Welfare reform facing a very rocky road

April 29, 1994|By Los Angeles Times

WASHINGTON -- Presaging just how far the looming battle over welfare reform could go, House Republicans yesterday proposed eliminating all benefits to unwed mothers under 21, while the only member of Congress who was a welfare mother proposed overhauling the system without the popular notion of time limits on benefits.

The proposals -- introduced as separate bills in the House -- are far more extreme than anything in President Clinton's forthcoming blueprint for reform and are unlikely to become law.

But the two new offerings, and another bill scheduled for introduction in the Senate today, signal how little common ground exists in Congress on the sensitive issue of welfare reform and how intractable the coming fight could be. They bring to six the number of competing reform plans now under consideration on Capitol Hill.

While all sides endorse the president's promise to "end welfare as we know it," they have dramatically different notions of how a new system should work and what ideals it should embody.

The administration has spent more than a year crafting a its welfare reform plan, which would require recipients of Aid for Families with Dependent Children born after 1971 to go to work after two years on the rolls -- with the help of government-paid job training and placement programs. But members of Congress said the competing legislation should serve as warnings to the administration that legislators are far from poised simply to accept the Clinton proposal.
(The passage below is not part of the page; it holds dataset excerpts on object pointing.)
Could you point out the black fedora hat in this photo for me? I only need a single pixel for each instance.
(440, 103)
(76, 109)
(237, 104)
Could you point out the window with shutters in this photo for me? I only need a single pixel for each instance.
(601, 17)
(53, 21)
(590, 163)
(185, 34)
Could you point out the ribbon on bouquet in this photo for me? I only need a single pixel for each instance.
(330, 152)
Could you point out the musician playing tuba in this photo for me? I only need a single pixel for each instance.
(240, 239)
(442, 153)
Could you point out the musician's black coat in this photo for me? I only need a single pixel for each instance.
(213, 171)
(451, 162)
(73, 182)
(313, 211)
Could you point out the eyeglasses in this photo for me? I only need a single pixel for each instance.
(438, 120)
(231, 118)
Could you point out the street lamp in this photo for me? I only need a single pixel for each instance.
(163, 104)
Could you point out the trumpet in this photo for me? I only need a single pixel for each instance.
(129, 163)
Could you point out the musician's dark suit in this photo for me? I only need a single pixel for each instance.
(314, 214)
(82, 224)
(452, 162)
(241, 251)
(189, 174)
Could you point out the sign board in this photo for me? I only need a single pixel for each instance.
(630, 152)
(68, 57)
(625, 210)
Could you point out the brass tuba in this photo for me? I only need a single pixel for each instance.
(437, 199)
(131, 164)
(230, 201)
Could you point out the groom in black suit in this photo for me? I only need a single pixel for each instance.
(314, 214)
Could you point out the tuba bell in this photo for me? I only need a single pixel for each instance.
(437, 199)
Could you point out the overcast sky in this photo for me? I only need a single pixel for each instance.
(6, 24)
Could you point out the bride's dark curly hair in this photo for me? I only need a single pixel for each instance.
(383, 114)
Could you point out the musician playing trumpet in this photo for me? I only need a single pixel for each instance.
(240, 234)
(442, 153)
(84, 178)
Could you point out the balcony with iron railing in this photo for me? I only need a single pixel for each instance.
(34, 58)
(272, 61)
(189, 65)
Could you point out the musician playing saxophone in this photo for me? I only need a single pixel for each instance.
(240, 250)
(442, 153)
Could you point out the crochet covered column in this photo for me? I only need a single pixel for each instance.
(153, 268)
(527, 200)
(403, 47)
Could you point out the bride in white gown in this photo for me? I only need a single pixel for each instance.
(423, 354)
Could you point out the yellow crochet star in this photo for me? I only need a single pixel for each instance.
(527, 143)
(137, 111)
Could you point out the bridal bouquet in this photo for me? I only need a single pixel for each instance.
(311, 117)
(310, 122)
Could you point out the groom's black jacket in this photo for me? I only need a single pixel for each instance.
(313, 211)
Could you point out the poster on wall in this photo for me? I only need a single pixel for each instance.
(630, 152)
Many predicted lengthy deliberations that could delay action into 1995.

The bill introduced yesterday by Rep. Lynn Woolsey, D-Calif., and Ralph Regula, R-Ohio, signals that the president's pledge of "two years and out" will be a key area of contention. For many, including Ms. Woolsey, time limits are a problem.

Ms. Woolsey, who collected welfare payments for three years while a newly divorced working mother 25 years ago, said her bill reflects her personal experience. Her bill focuses on the collection of child support payments and places responsibility for the task in the hands of the Internal Revenue Service.

The Republican bill, sponsored by Rep. Jim Talent, R-Mo., concentrates on deterring out-of-wedlock births, a problem he blames for many of the nation's social ills.

His legislation, which has the support of 28 Republicans, initially would discontinue welfare benefits for unmarried mothers under age 21 and include mothers under 25 by 1997.